Cupcakes, cookies and chips used to be reserved for birthday parties and special occasions. But somehow these sweet treats have found their way onto soccer fields across Cobb County, and that has two local nutritionists crying “foul!”

By Jennifer Hafer | Photography by Katherine Frye

“Everyone wants to be the cool mom who brings the chocolate-covered rice crispy treats, but the problem is, obviously, this is the worst way we can help our children,” said Marietta nutritionist Betsy Thurston, a registered dietician. “Most parents want their kids to be happy with them, but I think parents need to risk a little bit and bring a healthier option.”

Rule No. 1 for healthier after-game snacks, according to Thurston: Avoid packaged, processed and refined foods. Also, look for a lower sugar variety in the snack of your choice or choose fruit.

“Anything that doesn’t have a million ingredients is one way to judge the nutritional value of a snack,” she said. “You should devise every snack based on protein and color; it’s that simple.”

Even though fruit is high in natural sugar, the skin of an apple is high in fiber, which aids in digestion and helps keep kids fuller, longer.

“Juice boxes are the worst,” Thurston said. “They can have the same amount of sugar as a Coke.”

Even chocolate milk can be a better choice for a post-game snack because despite the sugar, it has some nutritional value, providing calcium, vitamin D and potassium.
“As parents, we’re the gatekeeper, and it’s our job to provide the food,” she said. “Parents need to evaluate this culture where we have to reward kids with ‘fun food.’”

Another Marietta nutritionist and registered dietician, Julie Brake, of Positive Nutrition, advised if parents must bring that sideline staple of Gatorade, choose the smaller bottles for older players, 11 and up, but the younger ones don’t need it at all.

“If the kids are sweating a lot, Gatorade can be helpful, but it was invented at the University of Florida and made for college athletes on the football field,” said the UF graduate. “I found in my own children, if you bring water bottles, they don’t turn them down.”

Good carbs like plain crackers or animal crackers will help restore energy spent on the pitch, according to Brake, and good proteins like cheese sticks are useful for muscle rebuilding.
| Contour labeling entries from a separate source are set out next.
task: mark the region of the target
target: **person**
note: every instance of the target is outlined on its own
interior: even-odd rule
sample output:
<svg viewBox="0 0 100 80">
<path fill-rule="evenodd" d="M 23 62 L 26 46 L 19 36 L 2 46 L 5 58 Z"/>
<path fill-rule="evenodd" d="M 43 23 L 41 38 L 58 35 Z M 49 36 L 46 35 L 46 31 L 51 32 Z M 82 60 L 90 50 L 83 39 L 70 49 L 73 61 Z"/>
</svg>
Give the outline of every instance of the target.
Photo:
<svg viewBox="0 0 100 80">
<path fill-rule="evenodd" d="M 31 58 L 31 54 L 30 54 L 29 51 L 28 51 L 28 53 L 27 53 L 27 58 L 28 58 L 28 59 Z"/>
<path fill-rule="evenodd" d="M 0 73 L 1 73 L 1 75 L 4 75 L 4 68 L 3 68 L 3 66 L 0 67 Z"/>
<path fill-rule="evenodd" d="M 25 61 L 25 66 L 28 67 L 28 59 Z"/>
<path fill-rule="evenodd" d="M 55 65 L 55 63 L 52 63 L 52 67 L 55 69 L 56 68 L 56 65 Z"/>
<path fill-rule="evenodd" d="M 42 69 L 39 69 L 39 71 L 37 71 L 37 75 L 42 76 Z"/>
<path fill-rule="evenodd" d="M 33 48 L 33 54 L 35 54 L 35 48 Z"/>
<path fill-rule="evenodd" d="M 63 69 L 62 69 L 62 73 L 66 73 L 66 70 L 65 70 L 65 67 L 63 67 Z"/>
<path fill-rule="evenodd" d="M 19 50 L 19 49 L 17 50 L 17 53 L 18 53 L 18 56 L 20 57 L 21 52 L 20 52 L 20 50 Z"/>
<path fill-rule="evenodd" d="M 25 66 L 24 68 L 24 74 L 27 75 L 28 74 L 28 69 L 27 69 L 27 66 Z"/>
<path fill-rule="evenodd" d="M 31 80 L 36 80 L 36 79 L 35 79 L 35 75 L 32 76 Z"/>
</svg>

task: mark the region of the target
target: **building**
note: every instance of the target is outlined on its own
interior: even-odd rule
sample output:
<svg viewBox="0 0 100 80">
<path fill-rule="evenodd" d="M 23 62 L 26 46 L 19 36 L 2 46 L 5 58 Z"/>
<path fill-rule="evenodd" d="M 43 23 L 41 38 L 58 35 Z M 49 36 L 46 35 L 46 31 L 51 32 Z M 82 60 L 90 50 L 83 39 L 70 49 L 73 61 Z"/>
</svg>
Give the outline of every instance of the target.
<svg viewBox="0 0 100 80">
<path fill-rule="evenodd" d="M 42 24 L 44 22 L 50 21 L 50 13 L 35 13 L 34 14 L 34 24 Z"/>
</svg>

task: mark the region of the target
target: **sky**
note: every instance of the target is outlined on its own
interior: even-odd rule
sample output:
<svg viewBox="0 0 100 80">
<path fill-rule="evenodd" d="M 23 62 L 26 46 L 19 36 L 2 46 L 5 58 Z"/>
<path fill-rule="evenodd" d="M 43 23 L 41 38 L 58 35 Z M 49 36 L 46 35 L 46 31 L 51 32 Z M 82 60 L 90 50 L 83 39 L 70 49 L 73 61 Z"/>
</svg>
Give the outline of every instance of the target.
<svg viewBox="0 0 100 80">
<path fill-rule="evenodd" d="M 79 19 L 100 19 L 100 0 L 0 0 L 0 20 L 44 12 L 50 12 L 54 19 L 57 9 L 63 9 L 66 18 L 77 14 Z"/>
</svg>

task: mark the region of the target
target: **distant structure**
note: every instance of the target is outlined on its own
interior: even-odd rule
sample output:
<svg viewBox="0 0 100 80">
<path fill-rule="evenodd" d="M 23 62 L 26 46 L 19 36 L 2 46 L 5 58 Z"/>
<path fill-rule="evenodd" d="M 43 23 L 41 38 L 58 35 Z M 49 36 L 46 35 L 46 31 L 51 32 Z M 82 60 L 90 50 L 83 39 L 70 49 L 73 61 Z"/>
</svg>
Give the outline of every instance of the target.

“I like the idea of offering at least three different things, so if their bodies are hungry for the protein, that’s what they’ll choose,” she said. “Fruit can be a really good snack as well because fruit is carbohydrates and carbohydrates give you immediate energy so you don’t feel fatigued.”

It’s also important to eat a balanced diet as a matter of routine, so young athletes’ bodies have the resources they need come game time, Brake said.

“Kids are pretty intuitive about what their bodies need,” she said. “If we just give them healthy options and let them decide what and how much, they’ll do OK.”


Fruits:  Provide carbohydrates, which gives an immediate boost of energy. The skin of apples is high in fiber, which aids in digestion and keeps kids fuller longer.

Chia seeds: Whole grains with antioxidants more powerful than blueberries that also contain fiber, protein, calcium, and omega-3s. (Add them to granola or other treats).

Oats: Are high in fiber and a variety of minerals.
Nuts: Rich in energy, protein, antioxidants, vitamins, minerals and omega-3 fatty acids.

Cheese: Provides protein that helps with muscle rebuilding. Also has nutrients calcium, zinc, vitamin A and B12.


Quinoa Oat Granola Bar

1 cup oats

1/2 cup uncooked quinoa, rinsed and drained

2 tablespoons Chia seeds

1/4 teaspoon salt

1 teaspoon cinnamon

2 ripe mashed bananas

1/2 teaspoon vanilla

1/2 cup chopped nuts

1/3 cup raisins or cranberries or craisins

1. Combine all of the above.
2. Meanwhile, on the stove, warm:
1/4 cup almond butter or
peanut butter
2 tablespoons honey or
maple syrup                                                                                                                                       3. Blend with oat mixture; press in a parchment-lined 8X8-inch pan; heat 25 minutes in a 350-degree oven.